Bagiku, Kopelma adalah romatisme kata di atas keramaian. Senja saja tepat berhadapan pintu gerbang ketika sore hari. Melewati gerbang itu, bagiku jalan pulang paling menyenangkan. Sekali-kali singgah, mengenapkan jadwal makan di pinggir jalan. Kemudian, macam-macam tingkah adalah hiburannya. Kukira, kau juga merasakan hal itu Ida.


Memang iya, surat terbuka ini ditulis ke arah siapa saja, seperti bunga kecil yang jatuh ke hadapan siapa saja. Namun, setiap kata yang hadir, adalah narasi imajinasiku tentang wajahmu. Kaulah ruhnya, Ida. Kutulis surat ini di atas Rabu. Sedangkan, kertas hanya suruhan dosenku, ketika aku sudah enam kali tidak masuk kelas. oleh demikian, menyusun kata-kata agar Ia luluh adalah hukuman. Kuserahkan saja surat tebuka ini, dan Ia luluh. Aku dimaafkan.


Begitulah, Ida, segenap harapan kucurahkan di sini. Bila tidak kutulis surat terbuka ini, bagaimana lagi aku bisa mencari jejak lakahmu?. Sekian Ida.


Aku dan temanku, Indra, saling menatap setelah kubaca surat ini keras dengan bunyi yang tersusun. Apa yang terjadi dengan Alan?, siapa dia?. Begitu pertanyaan yang keluar dari kepalaku. Surat itu terselip di bawah pintu seketariat kami. Tidak pernah kami menemukan surat dengan kata-kata seperti ini.

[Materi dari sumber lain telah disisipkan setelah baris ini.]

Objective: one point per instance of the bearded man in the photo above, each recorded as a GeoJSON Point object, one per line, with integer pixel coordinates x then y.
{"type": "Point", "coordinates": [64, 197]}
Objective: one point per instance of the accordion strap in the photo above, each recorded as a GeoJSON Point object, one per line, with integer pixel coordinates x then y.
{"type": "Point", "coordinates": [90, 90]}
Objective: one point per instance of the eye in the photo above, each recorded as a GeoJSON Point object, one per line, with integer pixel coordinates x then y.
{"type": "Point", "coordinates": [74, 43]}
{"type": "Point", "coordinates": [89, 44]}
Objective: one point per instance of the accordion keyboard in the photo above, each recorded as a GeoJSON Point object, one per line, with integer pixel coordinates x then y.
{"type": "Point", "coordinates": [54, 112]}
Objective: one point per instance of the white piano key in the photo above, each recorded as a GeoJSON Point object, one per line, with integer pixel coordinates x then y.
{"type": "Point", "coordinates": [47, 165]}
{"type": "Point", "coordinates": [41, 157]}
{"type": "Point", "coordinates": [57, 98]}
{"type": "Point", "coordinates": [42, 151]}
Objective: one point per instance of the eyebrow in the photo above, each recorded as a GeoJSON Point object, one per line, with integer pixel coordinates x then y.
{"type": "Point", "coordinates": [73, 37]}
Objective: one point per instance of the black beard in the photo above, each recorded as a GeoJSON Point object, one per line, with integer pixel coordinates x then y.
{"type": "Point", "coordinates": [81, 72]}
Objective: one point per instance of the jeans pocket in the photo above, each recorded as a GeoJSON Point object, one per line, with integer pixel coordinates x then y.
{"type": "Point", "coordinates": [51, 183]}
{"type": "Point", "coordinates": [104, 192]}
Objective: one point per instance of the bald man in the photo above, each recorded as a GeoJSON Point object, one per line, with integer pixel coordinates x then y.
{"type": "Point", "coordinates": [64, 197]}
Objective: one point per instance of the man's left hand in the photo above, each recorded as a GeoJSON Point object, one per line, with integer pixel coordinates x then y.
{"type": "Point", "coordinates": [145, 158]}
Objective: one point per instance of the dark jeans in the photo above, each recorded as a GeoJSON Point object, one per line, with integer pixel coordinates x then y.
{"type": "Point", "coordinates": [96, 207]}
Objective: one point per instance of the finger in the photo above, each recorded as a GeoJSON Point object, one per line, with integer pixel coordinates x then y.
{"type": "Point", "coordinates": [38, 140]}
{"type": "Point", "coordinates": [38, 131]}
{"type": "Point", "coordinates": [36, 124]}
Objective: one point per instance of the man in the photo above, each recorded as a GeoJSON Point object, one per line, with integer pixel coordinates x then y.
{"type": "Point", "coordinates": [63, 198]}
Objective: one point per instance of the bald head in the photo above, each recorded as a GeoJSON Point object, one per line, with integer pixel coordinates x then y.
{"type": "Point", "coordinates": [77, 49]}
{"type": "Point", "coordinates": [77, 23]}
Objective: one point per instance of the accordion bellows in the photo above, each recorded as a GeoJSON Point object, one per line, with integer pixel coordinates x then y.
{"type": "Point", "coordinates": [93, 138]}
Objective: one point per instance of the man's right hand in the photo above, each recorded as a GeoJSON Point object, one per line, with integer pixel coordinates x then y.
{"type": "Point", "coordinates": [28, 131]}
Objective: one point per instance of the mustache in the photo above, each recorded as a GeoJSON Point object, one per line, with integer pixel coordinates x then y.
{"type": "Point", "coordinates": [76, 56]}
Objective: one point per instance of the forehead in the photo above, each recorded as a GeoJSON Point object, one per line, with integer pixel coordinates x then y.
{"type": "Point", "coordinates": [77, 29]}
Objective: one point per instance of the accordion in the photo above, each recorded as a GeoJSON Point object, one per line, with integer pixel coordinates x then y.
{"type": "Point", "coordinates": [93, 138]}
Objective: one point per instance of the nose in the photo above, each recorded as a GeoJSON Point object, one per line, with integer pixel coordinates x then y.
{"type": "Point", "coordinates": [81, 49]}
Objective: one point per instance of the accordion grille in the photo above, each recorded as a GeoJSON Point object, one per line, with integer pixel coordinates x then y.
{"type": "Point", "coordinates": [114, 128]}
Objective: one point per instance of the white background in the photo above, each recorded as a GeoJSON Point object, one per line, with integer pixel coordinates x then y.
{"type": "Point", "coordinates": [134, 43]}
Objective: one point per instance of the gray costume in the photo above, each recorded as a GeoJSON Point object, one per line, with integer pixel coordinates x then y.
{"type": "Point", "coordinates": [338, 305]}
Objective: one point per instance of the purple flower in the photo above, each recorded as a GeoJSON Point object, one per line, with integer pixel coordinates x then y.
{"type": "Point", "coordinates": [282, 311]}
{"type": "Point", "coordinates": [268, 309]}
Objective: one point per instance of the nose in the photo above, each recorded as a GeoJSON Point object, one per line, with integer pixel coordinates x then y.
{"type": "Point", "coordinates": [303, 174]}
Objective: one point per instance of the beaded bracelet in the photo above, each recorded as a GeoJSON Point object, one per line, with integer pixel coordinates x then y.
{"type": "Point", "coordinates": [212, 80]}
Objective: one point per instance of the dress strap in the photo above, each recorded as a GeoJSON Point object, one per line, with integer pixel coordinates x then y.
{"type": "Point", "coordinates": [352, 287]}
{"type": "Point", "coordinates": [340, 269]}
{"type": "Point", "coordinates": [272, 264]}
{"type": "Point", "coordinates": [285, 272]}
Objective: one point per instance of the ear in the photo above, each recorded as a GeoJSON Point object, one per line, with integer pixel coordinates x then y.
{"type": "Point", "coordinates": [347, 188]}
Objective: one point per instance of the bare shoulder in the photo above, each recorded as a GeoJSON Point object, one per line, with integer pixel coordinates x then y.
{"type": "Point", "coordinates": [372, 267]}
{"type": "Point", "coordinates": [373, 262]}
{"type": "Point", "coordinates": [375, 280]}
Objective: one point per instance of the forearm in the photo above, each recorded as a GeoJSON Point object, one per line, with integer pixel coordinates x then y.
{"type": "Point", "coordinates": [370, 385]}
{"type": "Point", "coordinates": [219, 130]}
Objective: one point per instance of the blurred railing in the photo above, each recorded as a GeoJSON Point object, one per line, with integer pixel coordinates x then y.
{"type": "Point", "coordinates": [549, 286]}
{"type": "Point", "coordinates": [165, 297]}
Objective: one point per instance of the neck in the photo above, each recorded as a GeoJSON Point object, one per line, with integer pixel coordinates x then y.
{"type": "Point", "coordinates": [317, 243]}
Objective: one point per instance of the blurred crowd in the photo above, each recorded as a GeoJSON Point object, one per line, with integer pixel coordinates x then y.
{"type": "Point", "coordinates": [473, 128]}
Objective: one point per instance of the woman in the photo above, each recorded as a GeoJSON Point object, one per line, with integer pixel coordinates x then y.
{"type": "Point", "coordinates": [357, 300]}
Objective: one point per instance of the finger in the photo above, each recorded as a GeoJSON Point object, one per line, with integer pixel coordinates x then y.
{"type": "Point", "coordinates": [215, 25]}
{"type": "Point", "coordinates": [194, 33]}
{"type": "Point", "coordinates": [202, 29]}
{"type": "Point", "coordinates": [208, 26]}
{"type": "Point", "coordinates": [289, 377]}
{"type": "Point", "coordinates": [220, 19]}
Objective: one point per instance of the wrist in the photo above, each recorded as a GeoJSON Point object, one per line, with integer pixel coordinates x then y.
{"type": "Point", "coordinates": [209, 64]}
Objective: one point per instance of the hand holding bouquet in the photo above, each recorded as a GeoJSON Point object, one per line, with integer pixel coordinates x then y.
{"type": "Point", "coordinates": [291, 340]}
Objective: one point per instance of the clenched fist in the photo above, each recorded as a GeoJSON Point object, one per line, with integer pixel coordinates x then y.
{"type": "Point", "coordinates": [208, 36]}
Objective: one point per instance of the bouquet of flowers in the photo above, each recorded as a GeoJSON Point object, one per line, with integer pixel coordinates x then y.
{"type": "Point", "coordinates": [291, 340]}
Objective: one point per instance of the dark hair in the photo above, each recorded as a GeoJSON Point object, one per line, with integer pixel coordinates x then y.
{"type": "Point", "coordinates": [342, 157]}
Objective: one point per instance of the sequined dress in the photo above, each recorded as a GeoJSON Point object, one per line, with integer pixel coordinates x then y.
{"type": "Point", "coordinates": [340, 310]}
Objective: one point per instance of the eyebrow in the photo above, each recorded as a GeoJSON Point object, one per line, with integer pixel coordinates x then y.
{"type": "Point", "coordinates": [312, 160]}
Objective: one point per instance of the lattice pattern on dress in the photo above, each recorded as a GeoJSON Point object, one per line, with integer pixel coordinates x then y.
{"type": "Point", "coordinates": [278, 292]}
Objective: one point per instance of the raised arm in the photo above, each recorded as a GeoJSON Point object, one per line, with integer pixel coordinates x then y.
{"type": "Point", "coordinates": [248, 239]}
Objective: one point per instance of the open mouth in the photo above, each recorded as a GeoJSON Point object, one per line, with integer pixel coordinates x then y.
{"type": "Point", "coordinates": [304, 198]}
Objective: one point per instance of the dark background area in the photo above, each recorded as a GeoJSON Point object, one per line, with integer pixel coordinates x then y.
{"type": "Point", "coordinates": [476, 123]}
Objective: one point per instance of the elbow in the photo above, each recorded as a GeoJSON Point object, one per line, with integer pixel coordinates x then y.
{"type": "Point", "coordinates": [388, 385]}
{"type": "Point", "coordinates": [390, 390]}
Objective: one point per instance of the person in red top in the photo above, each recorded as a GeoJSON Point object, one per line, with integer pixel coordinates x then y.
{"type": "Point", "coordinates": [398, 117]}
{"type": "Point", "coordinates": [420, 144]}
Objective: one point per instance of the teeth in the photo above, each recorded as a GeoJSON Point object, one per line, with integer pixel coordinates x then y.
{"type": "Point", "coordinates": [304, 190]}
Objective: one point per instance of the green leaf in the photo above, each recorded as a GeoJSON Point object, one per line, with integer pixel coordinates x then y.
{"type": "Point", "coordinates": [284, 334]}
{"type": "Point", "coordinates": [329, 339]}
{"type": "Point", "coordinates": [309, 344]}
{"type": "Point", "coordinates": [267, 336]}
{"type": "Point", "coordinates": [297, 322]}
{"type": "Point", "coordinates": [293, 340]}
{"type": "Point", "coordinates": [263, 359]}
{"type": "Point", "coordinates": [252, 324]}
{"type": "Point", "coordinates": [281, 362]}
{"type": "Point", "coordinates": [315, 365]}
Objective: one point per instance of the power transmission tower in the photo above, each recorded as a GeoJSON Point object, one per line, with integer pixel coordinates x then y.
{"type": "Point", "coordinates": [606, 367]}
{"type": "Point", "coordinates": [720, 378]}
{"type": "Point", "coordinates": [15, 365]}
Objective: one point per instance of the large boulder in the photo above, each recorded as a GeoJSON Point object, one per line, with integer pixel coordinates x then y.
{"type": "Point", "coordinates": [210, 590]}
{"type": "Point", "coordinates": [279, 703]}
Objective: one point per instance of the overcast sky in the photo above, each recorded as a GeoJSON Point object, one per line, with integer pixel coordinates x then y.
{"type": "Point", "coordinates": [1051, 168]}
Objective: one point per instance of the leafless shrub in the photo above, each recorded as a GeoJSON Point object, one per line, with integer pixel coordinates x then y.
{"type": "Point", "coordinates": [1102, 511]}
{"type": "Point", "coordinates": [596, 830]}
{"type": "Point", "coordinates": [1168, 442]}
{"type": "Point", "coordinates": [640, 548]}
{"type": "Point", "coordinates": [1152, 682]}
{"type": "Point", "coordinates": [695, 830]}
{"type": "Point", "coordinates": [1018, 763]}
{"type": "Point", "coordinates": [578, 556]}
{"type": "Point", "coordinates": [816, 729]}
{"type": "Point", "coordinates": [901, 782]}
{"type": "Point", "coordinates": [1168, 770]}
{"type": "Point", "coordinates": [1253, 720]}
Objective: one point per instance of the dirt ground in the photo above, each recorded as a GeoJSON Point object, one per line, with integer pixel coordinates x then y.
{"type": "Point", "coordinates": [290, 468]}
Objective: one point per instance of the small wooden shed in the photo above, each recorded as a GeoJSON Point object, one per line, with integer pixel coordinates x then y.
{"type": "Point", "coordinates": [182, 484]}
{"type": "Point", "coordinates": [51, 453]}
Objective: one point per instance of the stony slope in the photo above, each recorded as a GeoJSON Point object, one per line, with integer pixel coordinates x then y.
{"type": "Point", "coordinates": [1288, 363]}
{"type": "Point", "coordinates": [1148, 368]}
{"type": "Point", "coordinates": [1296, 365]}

“Undangan liputan pasti tu,” ucap Indra.


Senja memang begitu indah sore itu. Kami menunggunya tengelam sebelum bisa merokok. Indra menarik surat itu dari tanganku lalu membaca pelan dalam hati. Aku melihat sejumlah daun berguguran digoda angin, seperti hati Alan kepada Ida mungkin. “Kopelma satukan mereka!,” doaku.